Extended-connectivity fingerprints (ECFPs) are a ubiquitous tool in current cheminformatics and molecular machine learning, and one of the most prevalent molecular feature extraction techniques used for chemical prediction. Atom features learned by graph neural networks can be aggregated to compound-level representations using a large spectrum of graph pooling methods. In contrast, sets of detected ECFP substructures are by default transformed into bit vectors using only a simple hash-based folding procedure. We introduce a general mathematical framework for the vectorisation of structural fingerprints via a formal operation called substructure pooling that encompasses hash-based folding, algorithmic substructure selection, and a wide variety of other potential techniques. We go on to describe Sort & Slice, an easy-to-implement and bit-collision-free alternative to hash-based folding for the pooling of ECFP substructures. Sort & Slice first sorts ECFP substructures according to their relative prevalence in a given set of training compounds and then slices away all but the L most frequent substructures which are subsequently used to generate a binary fingerprint of desired length, L. We computationally compare the performance of hash-based folding, Sort & Slice, and two advanced supervised substructure-selection schemes (filtering and mutual-information maximisation) for ECFP-based molecular property prediction. Our results indicate that, despite its technical simplicity, Sort & Slice robustly (and at times substantially) outperforms traditional hash-based folding as well as the other investigated substructure-pooling methods across distinct prediction tasks, data splitting techniques, machine-learning models and ECFP hyperparameters. We thus recommend that Sort & Slice canonically replace hash-based folding as the default substructure-pooling technique to vectorise ECFPs for supervised molecular machine learning.

Scientific contribution

A general mathematical framework for the vectorisation of structural fingerprints called substructure pooling; and the technical description and computational evaluation of Sort & Slice, a conceptually simple and bit-collision-free method for the pooling of ECFP substructures that robustly and markedly outperforms classical hash-based folding at molecular property prediction.

查看原文本刊更多论文

Sort & Slice：对于扩展连接指纹，它是基于散列的折叠的一个简单而优越的替代方案

扩展连接指纹（ECFPs）是当前化学信息学和分子机器学习中普遍使用的工具，也是用于化学预测的最流行的分子特征提取技术之一。通过图神经网络学习的原子特征可以使用大量的图池方法聚合为复合级表示。相反，检测到的ECFP子结构集在默认情况下仅使用简单的基于哈希的折叠过程转换为位向量。我们通过一种称为子结构池的正式操作引入了一个用于结构指纹矢量化的通用数学框架，该操作包括基于哈希的折叠、算法子结构选择和各种其他潜在技术。我们继续描述Sort & Slice，这是一种易于实现且无位冲突的ECFP子结构池化的基于哈希的折叠替代方案。Sort & Slice首先根据ECFP子结构在给定训练化合物中的相对流行度对其进行排序，然后切片除L个最常见的子结构外的所有子结构，这些子结构随后用于生成所需长度L的二进制指纹。我们计算比较了基于哈希的折叠，Sort & Slice和两种高级监督子结构选择方案（过滤和互信息最大化）的性能，用于基于ECFP的分子性质预测。我们的研究结果表明，尽管其技术简单，但Sort & Slice在不同的预测任务、数据分割技术、机器学习模型和ECFP超参数上稳健地（有时显著地）优于传统的基于哈希的折叠以及其他研究的子结构池方法。因此，我们建议Sort & Slice通常取代基于哈希的折叠作为默认的子结构池技术，以矢量化ecfp用于监督分子机器学习。结构指纹矢量化的一般数学框架称为子结构池；Sort & Slice的技术描述和计算评估，这是一种概念简单且无位碰撞的ECFP子结构池化方法，在分子性质预测方面明显优于经典的基于哈希的折叠。

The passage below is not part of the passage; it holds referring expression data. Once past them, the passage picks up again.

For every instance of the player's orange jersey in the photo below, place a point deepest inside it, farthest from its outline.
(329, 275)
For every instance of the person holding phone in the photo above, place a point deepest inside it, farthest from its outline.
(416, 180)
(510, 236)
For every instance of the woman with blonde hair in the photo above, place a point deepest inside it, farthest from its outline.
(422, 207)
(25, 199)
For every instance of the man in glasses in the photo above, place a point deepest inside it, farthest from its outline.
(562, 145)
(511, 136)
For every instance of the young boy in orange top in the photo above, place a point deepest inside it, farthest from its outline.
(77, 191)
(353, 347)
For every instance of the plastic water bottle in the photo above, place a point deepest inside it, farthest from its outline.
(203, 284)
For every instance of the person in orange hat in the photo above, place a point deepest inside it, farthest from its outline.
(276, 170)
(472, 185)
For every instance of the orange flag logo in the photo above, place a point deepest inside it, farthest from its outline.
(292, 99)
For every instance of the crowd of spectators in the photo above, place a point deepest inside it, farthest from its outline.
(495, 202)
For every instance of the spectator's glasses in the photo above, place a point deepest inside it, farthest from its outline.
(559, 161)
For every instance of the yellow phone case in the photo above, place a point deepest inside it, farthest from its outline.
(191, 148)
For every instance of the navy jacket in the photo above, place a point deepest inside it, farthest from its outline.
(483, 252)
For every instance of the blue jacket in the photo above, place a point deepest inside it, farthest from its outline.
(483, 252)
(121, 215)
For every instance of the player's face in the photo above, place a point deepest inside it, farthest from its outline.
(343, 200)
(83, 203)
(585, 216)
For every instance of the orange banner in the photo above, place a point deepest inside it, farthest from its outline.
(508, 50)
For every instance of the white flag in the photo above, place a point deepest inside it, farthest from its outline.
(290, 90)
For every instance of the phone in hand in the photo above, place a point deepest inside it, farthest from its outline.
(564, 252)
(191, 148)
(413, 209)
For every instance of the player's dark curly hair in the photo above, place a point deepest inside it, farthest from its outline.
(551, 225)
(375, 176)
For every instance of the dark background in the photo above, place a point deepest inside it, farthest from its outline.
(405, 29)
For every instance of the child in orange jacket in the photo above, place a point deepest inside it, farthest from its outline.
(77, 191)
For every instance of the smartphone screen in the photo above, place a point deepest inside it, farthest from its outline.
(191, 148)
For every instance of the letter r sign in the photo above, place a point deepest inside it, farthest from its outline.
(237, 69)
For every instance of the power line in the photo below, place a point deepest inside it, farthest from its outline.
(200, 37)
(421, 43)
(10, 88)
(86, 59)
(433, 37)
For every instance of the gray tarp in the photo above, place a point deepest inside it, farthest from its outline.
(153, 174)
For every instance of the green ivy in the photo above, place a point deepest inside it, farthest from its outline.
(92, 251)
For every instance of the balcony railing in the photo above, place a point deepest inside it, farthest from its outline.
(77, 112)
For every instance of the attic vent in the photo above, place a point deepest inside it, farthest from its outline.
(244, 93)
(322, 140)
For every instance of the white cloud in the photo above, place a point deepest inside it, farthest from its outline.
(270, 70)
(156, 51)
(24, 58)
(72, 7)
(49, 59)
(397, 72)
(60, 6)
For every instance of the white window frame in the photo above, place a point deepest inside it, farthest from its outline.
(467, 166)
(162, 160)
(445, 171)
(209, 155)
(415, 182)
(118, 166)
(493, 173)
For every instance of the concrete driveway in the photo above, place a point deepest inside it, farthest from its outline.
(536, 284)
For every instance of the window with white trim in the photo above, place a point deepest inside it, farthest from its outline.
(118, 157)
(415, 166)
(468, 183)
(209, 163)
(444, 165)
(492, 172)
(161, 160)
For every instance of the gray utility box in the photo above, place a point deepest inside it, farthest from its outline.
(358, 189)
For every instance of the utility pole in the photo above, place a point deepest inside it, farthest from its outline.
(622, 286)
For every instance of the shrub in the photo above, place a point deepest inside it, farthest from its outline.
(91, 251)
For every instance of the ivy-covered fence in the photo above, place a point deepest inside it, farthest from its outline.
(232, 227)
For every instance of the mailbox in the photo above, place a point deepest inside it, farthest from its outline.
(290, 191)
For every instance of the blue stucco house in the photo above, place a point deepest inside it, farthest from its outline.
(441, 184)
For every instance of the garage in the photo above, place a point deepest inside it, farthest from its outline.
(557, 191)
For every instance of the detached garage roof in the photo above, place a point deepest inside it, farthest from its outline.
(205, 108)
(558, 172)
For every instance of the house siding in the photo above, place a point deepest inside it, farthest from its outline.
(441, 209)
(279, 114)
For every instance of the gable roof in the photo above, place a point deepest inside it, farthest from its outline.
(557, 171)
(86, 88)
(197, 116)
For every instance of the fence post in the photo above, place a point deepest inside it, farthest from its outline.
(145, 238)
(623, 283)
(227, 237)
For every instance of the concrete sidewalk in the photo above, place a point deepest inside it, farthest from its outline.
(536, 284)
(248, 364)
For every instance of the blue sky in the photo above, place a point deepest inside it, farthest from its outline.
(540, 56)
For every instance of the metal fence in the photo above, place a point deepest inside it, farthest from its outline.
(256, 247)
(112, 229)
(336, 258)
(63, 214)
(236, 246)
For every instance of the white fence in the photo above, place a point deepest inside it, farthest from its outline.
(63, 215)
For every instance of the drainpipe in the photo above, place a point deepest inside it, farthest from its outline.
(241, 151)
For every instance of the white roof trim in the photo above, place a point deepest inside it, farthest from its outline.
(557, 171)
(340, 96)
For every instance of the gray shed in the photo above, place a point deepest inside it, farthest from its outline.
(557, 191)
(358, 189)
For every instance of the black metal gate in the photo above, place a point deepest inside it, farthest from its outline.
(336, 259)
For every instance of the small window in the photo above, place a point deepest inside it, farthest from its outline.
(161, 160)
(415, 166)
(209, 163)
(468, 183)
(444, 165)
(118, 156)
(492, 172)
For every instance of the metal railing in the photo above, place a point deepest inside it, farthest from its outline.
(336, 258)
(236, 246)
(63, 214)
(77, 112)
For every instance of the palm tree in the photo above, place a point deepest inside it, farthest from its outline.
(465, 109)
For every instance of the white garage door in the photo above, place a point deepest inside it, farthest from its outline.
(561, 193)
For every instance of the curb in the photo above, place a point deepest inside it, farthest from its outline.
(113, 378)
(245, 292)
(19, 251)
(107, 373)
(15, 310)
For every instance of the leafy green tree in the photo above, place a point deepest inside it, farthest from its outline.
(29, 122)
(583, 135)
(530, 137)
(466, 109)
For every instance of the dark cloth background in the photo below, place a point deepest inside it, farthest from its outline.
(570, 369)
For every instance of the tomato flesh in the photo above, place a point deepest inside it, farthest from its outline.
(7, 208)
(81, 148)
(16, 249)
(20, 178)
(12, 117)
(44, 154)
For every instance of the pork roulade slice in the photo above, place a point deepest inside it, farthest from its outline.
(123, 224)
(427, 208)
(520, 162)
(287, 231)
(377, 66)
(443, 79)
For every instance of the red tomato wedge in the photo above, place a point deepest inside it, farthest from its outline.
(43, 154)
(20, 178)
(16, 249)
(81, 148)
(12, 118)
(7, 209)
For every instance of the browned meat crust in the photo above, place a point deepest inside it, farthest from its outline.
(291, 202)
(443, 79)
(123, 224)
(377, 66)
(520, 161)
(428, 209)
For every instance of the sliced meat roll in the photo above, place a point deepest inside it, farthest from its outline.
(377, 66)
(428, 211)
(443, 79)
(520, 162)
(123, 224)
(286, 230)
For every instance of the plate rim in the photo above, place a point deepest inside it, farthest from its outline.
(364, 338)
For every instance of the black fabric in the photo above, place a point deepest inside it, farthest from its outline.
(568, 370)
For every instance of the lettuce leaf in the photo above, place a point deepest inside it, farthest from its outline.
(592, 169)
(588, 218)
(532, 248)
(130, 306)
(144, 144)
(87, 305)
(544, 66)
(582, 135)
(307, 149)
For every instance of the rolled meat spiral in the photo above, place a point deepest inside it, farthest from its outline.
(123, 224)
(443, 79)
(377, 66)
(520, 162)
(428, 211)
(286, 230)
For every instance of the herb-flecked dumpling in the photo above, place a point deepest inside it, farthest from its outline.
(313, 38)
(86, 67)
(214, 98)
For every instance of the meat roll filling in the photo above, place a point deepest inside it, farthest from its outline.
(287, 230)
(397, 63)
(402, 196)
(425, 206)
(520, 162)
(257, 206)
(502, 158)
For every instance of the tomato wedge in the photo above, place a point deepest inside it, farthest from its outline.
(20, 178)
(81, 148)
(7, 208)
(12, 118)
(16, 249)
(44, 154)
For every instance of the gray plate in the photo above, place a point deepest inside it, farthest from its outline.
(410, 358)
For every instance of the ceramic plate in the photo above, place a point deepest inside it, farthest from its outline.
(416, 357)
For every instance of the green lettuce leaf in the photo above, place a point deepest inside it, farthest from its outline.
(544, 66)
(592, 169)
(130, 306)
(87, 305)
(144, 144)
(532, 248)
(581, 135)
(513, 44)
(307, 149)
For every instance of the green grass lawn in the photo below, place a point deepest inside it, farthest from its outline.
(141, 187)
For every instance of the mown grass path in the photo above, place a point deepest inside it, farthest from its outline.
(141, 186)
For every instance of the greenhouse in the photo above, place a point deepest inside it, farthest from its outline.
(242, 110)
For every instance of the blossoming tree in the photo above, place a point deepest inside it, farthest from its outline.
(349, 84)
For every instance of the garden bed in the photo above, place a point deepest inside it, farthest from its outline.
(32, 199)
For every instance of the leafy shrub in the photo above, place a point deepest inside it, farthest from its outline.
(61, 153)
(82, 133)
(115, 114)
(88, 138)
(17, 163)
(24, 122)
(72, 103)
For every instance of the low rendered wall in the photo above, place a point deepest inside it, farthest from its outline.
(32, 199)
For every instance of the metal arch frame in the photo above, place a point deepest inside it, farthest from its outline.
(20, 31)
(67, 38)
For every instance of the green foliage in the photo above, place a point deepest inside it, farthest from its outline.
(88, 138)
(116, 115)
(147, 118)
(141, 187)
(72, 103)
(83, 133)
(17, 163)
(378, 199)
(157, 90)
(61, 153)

本文章由计算机程序翻译，如有差异，请以英文原文为准。

求助全文

约1分钟内获得全文求助全文

来源期刊

Journal of Cheminformatics CHEMISTRY, MULTIDISCIPLINARY-COMPUTER SCIENCE, INFORMATION SYSTEMS

CiteScore

14.10

自引率

7.00%

发文量

审稿时长

3 months

期刊介绍： Journal of Cheminformatics is an open access journal publishing original peer-reviewed research in all aspects of cheminformatics and molecular modelling. Coverage includes, but is not limited to: chemical information systems, software and databases, and molecular modelling, chemical structure representations and their use in structure, substructure, and similarity searching of chemical substance and chemical reaction databases, computer and molecular graphics, computer-aided molecular design, expert systems, QSAR, and data mining techniques.